Employers, Start Hustling
The Equal Employment Opportunity Commission (EEOC) says that it has decided to require employers to submit 2018 and 2017 compensation data with their EEO-1 Reports, which are due September 30. Here is the statement on the EEOC homepage:
Notice of Immediate Reinstatement of Revised EEO-1: Pay Data Collection for Calendar Years 2017 and 2018
EEO-1 filers should begin preparing to submit Component 2 data for calendar year 2017, in addition to data for calendar year 2018, by September 30, 2019, in light of the court’s recent decision in National Women’s Law Center, et al., v.
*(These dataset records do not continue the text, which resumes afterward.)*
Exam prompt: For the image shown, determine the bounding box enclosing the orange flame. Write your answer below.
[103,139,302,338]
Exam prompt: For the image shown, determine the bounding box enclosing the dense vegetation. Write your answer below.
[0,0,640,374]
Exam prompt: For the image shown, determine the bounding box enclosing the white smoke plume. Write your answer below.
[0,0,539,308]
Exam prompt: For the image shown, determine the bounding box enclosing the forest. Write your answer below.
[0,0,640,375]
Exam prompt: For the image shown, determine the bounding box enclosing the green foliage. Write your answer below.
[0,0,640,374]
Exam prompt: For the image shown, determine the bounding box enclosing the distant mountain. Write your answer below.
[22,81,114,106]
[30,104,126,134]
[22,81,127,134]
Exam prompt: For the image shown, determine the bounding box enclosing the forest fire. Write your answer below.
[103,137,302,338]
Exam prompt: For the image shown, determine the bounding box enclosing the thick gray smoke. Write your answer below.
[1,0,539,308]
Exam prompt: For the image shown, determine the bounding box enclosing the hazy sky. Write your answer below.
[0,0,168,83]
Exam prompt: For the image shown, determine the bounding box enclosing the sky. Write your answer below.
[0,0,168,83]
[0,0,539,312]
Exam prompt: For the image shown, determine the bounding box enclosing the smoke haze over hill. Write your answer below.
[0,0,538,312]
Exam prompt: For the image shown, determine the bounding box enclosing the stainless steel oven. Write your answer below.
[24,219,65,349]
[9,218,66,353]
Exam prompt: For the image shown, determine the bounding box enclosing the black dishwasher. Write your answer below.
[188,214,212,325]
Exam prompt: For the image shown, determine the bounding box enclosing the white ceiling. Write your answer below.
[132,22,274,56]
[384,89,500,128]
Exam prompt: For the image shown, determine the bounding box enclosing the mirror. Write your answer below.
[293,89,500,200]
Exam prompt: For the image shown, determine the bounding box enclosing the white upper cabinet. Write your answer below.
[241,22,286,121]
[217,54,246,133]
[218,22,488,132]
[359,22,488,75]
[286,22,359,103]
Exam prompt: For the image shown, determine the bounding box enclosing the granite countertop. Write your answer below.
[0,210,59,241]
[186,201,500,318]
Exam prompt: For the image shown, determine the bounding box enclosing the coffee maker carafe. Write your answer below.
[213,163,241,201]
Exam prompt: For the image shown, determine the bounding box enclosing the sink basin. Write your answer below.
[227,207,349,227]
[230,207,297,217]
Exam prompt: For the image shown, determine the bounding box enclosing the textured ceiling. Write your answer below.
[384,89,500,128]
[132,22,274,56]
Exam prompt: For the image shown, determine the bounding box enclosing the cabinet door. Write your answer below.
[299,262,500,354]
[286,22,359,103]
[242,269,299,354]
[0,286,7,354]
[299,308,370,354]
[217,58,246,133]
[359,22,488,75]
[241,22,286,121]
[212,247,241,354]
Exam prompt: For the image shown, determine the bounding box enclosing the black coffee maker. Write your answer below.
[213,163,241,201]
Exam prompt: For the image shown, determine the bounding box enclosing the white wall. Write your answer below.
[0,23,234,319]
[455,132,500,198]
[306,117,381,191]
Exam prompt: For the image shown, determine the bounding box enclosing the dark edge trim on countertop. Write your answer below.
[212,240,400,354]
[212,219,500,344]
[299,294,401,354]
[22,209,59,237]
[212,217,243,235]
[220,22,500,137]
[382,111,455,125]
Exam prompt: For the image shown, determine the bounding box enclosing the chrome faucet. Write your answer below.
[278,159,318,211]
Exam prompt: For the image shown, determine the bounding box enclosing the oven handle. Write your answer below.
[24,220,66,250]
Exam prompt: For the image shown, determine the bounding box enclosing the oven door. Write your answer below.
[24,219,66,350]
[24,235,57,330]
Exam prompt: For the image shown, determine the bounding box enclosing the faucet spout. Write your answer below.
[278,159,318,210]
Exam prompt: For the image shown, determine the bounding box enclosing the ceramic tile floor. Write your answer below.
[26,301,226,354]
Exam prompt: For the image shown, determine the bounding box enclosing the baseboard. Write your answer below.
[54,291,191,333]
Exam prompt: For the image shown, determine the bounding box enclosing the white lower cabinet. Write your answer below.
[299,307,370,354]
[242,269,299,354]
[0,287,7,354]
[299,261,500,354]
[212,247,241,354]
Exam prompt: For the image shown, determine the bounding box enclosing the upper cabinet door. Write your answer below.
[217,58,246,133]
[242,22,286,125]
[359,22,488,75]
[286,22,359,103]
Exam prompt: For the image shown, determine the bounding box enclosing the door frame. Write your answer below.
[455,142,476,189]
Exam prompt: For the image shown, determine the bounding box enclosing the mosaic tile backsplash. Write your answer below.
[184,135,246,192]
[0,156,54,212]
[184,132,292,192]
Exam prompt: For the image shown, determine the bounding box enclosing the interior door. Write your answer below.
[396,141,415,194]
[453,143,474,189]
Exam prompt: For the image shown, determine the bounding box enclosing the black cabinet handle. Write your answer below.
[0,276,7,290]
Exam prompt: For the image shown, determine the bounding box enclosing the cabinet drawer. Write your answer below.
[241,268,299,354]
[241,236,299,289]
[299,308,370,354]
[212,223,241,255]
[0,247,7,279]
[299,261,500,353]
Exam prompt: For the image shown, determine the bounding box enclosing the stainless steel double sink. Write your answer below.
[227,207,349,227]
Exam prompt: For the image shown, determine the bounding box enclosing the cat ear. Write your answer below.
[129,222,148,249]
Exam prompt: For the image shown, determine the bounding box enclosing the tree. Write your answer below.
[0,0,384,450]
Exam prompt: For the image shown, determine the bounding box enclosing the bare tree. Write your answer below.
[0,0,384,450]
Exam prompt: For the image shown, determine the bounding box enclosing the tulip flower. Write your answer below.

Office of Management and Budget, et al., Civil Action No. 17-cv-2458 (D.D.C.). The EEOC expects to begin collecting EEO-1 Component 2 data for calendar years 2017 and 2018 in mid-July, 2019, and will notify filers of the precise date the survey will open as soon as it is available.
Filers should continue to use the currently open EEO-1 portal to submit Component 1 data from 2018 by May 31, 2019.
The Saga Continues
If you have been following the EEO-1 comp data saga (links to all of our prior posts below), you will remember that the order issued by Judge Tanya Chutkan last week said that the EEOC was required to collect 2018 compensation data by September 30. She also directed the EEOC to require employers to submit comp data for one additional year. The EEOC’s choices were to:
- Require 2017 comp data, which would be due on September 30, along with the 2018 data.
- OR require 2019 comp data, which would be due in 2020, since 2019 is still in progress.
I had predicted that the EEOC would choose 2019, just because that would give the agency and employers more time. After all, the EEOC had told Judge Chutkan that it barely had the capacity to handle the 2018 data this soon.
The EEOC’s choice of 2017 means that employers will really have to scramble.
The EEOC portal for submission of EEO-1 compensation data is expected to open in mid-July. Compensation data for 2018 and 2017 must be submitted no later than September 30. “Category 1” EEO-1 data (the usual stuff) must be submitted by the end of this month, May 31.
Will the government appeal Judge Chutkan’s decision? We should know very soon. But even if there is an appeal, the government would also have to file a motion to stay (suspend) her order, and the appeals court would have to grant the stay, to keep the order from being in effect while the appeal is pending.
“Hope for the best, but prepare for the worst” seems to be the best advice.